Salin Artikel

"Bangkai" Jembatan Kuning Diincar Warga dan 5.000 Huntara Disiapkan, Ini 5 Fakta Baru Gempa Sulteng

KOMPAS.com - Pemerintah menegaskan tidak akan mendirikan bangunan apa pun di atas lokasi bencana yang melanda Sulawesi Tengah beberapa waktu lalu.

Lokasi tersebut adalah lokasi yang masuk dalam zona rawan likuefaksi dan jalur Palu Koro.

Lalu, kisah tentang keluarga Raisa, bayi 19 bulan yang terpaksa kehilangan kaki kanannya saat gempa melanda Palu.

Berikut fakta baru terkait peristiwa gempa dan tsunami di Sulawesi Tengah.

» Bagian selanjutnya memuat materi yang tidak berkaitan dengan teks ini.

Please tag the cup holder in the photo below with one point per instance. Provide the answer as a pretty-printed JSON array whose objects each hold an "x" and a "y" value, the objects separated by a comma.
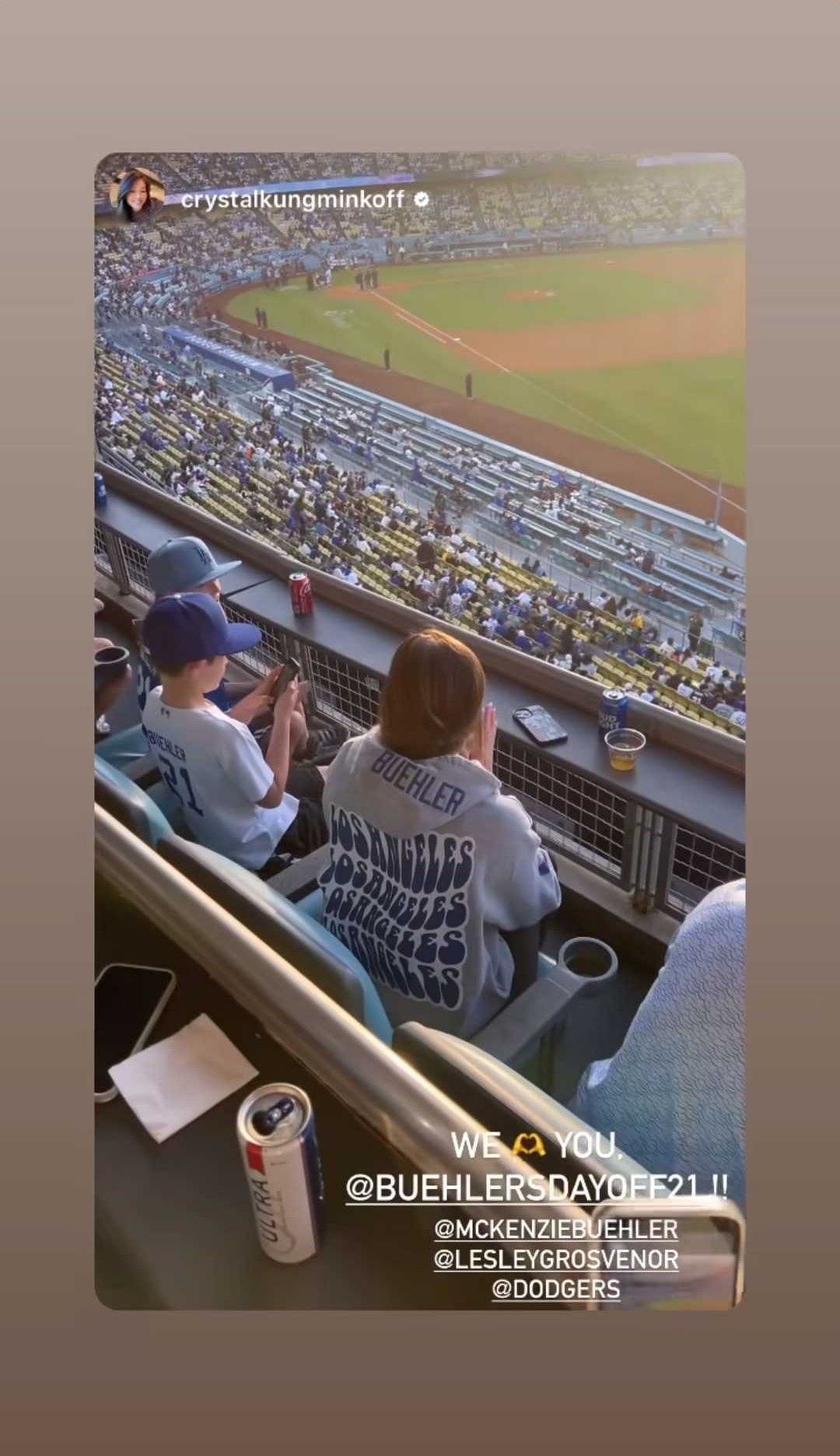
[{"x": 587, "y": 966}]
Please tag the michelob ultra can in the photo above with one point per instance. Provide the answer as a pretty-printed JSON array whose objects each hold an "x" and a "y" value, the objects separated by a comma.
[
  {"x": 613, "y": 710},
  {"x": 300, "y": 588},
  {"x": 275, "y": 1130}
]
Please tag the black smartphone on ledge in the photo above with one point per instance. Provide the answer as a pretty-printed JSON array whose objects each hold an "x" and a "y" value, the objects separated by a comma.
[{"x": 539, "y": 724}]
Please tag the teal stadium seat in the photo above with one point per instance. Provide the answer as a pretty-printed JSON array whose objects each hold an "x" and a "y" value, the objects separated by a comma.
[
  {"x": 125, "y": 747},
  {"x": 150, "y": 816}
]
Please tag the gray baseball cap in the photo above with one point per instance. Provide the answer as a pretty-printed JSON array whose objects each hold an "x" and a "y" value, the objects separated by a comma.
[{"x": 184, "y": 564}]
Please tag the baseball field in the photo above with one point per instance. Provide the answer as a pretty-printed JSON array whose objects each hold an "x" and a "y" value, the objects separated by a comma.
[{"x": 639, "y": 349}]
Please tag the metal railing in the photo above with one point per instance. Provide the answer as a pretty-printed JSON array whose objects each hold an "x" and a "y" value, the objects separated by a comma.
[
  {"x": 394, "y": 1100},
  {"x": 661, "y": 862}
]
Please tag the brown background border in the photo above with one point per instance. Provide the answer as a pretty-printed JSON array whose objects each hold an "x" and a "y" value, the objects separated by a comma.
[{"x": 747, "y": 78}]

Pemerintah dipastikan tidak akan membangun perumahan di zona rawan likuefaksi dan jalur patahan Palu Koro.

Menko Polhukan, Wiranto, mengatakan, pemerintah telah belajar dari bencana gempa di Palu serta melihat begitu berbahayanya dampak likuefaksi terhadap bangunan.

"Jangan sampai masuk ke Palu Koro lagi atau tempat-tempat yang sangat labil. Ini membutuhkan satu persyaratan dan perencanaan yang lebih matang yang melibatkan lembaga terkait," kata dia usai rapat koordinasi khusus di Kemenko Polhukam, Jakarta, Senin (15/10/2018).

Untuk saat ini, kata Wiranto, pemerintah fokus pada pembangunan hunian sementara di wilayah terdampak bencana.

Kepala Pusat Data, Informasi, dan Hubungan Masyarakat Badan Nasional Penanggulangan Bencana (BNPB) Sutopo Purwo Nugroho mengatakan, hunian sementara (huntara) yang akan dibangun untuk korban terdampak gempa dan tsunami di Sulawesi Tengah jumlahnya bisa lebih dari 5000 unit.

Jumlah tersebut diperkirakan melebihi jumlah hunian tetap (huntap) yang akan didirikan.

Sebab, huntara dibangun untuk seluruh warga yang rumahnya rusak akibat gempa maupun tsunami. Sedangkan huntap diperuntukan bagi warga yang rumahnya direlokasi.

"Jumlah huntara belum pasti, sampai sekarang masih didata. Tapi huntara pasti lebih banyak. Sebab, huntara dibutuhkan untuk warga yang direlokasi, dan yang rumahnya rusak tapi tidak direlokasi," kata Sutopo di kantor BNPB, Utan Kayu, Jakarta Timur, Kamis (11/10/2018).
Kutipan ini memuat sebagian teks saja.